While the ComEd investigation may be what finally dethrones Madigan, it is far from his first scandal. He survived the others: a racially discriminatory legislative map, a University of Illinois admissions scandal, waiting to disclose his law firm’s involvement during a state bailout of McCormick Place, a Metra patronage scandal and allegations of a culture of sexual harassment in his office and among his political operatives.

But Illinois has suffered more than anywhere else from this culture of corruption.

During Madigan’s tenure as speaker, the average number of federal public corruption convictions per capita in Illinois was the worst among large states, according to U.S. Department of Justice numbers. The state averaged over a corruption conviction a week, for a total of 1,978 from 1983 until 2018, the most recent data

A recent Illinois Policy Institute report found illegal corruption in Illinois from 2000 to 2017 cost the state $550 million every year in lost economic growth. But that is just a portion of the time Madigan has wielded power in the state. Plus, corruption has cost Illinois more than economic growth – it has cost residents faith in their government. By 2016, Illinoisans had the lowest trust in their government of any state’s residents, according to Gallup polls.

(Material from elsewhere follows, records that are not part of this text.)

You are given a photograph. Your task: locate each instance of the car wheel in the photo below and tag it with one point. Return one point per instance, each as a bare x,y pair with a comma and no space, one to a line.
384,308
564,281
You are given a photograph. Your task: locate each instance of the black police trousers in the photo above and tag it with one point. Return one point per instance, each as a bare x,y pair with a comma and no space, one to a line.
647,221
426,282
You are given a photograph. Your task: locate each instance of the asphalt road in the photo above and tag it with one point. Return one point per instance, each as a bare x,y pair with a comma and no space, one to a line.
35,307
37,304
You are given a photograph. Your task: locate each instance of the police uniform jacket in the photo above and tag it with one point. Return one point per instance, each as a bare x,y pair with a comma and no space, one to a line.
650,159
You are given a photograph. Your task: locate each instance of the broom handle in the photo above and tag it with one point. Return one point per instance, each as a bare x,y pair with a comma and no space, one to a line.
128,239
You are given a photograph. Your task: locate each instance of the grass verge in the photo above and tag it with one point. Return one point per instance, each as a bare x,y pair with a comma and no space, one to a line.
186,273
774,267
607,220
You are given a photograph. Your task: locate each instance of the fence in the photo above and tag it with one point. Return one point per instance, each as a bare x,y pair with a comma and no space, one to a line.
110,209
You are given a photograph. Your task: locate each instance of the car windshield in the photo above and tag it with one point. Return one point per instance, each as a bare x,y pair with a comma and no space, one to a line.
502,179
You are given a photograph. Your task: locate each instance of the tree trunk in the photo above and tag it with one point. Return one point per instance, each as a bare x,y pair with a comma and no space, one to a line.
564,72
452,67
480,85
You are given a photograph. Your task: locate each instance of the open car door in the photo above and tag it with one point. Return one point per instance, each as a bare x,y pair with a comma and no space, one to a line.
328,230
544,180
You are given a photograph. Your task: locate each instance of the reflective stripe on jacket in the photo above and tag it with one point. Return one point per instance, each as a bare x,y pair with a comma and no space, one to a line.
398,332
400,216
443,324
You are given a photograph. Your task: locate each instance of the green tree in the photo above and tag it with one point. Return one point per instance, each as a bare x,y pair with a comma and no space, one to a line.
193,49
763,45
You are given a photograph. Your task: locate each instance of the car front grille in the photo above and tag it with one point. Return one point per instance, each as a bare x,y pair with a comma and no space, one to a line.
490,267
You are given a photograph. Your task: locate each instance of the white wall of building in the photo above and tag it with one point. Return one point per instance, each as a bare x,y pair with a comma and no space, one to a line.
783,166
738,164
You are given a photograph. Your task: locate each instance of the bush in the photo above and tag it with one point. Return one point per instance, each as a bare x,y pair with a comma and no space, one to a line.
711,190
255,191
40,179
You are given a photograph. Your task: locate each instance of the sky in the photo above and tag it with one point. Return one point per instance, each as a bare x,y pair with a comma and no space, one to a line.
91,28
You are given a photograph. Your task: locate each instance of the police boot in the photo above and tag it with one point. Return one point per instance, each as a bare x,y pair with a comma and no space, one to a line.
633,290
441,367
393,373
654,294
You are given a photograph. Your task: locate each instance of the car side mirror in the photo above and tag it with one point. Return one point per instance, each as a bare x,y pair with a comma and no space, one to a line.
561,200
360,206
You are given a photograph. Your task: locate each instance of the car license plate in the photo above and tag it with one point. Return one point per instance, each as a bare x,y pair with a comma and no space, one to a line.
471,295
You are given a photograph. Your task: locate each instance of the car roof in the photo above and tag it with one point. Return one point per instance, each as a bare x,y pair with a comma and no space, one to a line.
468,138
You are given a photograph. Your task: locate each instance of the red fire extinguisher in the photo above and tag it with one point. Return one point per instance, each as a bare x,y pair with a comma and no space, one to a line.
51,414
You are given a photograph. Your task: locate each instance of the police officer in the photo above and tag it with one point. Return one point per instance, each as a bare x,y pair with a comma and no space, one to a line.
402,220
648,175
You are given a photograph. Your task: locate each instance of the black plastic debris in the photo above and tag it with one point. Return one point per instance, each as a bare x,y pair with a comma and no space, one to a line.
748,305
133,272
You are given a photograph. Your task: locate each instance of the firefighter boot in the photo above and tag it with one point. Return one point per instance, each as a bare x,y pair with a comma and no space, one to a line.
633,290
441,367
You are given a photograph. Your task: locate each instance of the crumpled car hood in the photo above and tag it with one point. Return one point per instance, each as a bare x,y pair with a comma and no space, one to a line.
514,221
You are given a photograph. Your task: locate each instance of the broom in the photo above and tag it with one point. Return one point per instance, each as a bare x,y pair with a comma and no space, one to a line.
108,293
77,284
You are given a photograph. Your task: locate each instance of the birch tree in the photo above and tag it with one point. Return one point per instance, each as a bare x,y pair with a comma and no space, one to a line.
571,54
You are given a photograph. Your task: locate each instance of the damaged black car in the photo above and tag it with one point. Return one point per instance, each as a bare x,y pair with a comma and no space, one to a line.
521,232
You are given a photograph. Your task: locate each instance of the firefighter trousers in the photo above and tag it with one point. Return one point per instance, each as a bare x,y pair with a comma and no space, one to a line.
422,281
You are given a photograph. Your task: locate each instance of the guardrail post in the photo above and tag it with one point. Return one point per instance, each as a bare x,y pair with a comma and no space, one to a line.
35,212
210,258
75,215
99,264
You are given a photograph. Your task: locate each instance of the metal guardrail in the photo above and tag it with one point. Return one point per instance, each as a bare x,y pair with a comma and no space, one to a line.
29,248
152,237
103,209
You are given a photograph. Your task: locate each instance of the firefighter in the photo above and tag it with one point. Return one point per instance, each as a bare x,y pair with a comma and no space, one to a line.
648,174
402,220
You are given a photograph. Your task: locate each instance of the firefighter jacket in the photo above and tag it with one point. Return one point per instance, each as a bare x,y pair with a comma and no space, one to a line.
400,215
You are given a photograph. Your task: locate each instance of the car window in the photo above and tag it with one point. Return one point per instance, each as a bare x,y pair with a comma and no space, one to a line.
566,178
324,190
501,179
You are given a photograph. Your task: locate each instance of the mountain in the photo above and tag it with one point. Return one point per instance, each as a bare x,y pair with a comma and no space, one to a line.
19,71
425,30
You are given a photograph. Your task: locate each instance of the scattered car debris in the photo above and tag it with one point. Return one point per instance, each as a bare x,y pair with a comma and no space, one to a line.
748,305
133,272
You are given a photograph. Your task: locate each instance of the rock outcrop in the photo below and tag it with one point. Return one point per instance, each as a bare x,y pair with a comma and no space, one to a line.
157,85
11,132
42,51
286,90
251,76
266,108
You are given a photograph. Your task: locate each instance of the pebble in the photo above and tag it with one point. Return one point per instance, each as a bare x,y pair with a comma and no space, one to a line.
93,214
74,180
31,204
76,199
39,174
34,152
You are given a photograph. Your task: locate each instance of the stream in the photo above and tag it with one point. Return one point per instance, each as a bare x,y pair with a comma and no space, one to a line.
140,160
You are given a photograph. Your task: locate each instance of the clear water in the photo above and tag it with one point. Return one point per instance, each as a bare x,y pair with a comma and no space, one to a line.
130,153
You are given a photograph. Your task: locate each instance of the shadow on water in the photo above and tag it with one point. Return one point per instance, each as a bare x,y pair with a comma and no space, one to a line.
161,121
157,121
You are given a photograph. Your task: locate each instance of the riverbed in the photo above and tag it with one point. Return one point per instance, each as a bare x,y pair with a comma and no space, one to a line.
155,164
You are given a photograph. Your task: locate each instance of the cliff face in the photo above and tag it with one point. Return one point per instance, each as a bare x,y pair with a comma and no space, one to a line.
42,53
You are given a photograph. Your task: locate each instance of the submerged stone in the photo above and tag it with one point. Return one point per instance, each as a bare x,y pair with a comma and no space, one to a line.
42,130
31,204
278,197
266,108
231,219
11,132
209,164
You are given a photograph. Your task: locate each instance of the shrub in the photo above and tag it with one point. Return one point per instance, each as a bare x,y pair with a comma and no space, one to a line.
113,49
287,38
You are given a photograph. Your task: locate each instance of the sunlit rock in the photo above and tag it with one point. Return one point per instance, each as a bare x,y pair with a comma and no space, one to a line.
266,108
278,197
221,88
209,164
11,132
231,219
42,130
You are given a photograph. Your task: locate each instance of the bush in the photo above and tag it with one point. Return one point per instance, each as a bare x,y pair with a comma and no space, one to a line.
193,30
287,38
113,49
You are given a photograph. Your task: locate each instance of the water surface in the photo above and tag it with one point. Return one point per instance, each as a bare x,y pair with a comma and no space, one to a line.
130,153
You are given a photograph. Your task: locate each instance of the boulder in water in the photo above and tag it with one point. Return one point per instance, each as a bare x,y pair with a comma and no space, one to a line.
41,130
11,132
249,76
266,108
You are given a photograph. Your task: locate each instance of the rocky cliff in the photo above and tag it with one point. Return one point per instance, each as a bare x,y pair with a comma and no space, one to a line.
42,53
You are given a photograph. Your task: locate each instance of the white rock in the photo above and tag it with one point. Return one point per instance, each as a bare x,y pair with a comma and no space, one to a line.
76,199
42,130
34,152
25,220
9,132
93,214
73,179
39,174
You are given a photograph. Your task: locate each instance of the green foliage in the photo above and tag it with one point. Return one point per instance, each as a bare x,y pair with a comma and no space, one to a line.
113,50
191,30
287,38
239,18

This lack of trust has not gone unnoticed by Illinois Democrats, who despite national gains suffered significant defeats in Illinois on Nov. 3. They failed to pass Pritzker’s “fair tax” constitutional amendment, lost an Illinois Supreme Court retention race for the first time since the state began the practice and lost one seat in the Illinois House. Madigan’s legacy of corruption is dragging the party down, which is preventing him from getting the 60 votes he needs to hold on to the speakership.

The House cannot conduct any other business until a speaker is elected. In 1975, the scramble for a new speaker lasted two weeks and 93 votes before a compromise was reached.

Political bosses are not new in Illinois, but Madigan raised their practices to high art. The cost is carried by millions of Illinoisans living with and paying for the culture of corruption that has become synonymous with Madigan and the state.

Removing Madigan is only the first step needed to get Illinois out of its current spiral. Illinois is sorely in need of ethics reform: fair legislative maps, an independent Legislative Inspector General, an end to lawmaker lobbying and the revolving door, more transparency in lawmakers’ financial disclosures, and reform to the procedural rules that govern the House.

Those reforms are much likelier once Madigan is out of the speaker’s chair. Members of the Illinois House of Representatives then have an opportunity to make a clean break with Illinois’ history of corruption by reforming how they do business so a Madigan clone does not emerge. They should seize that opportunity.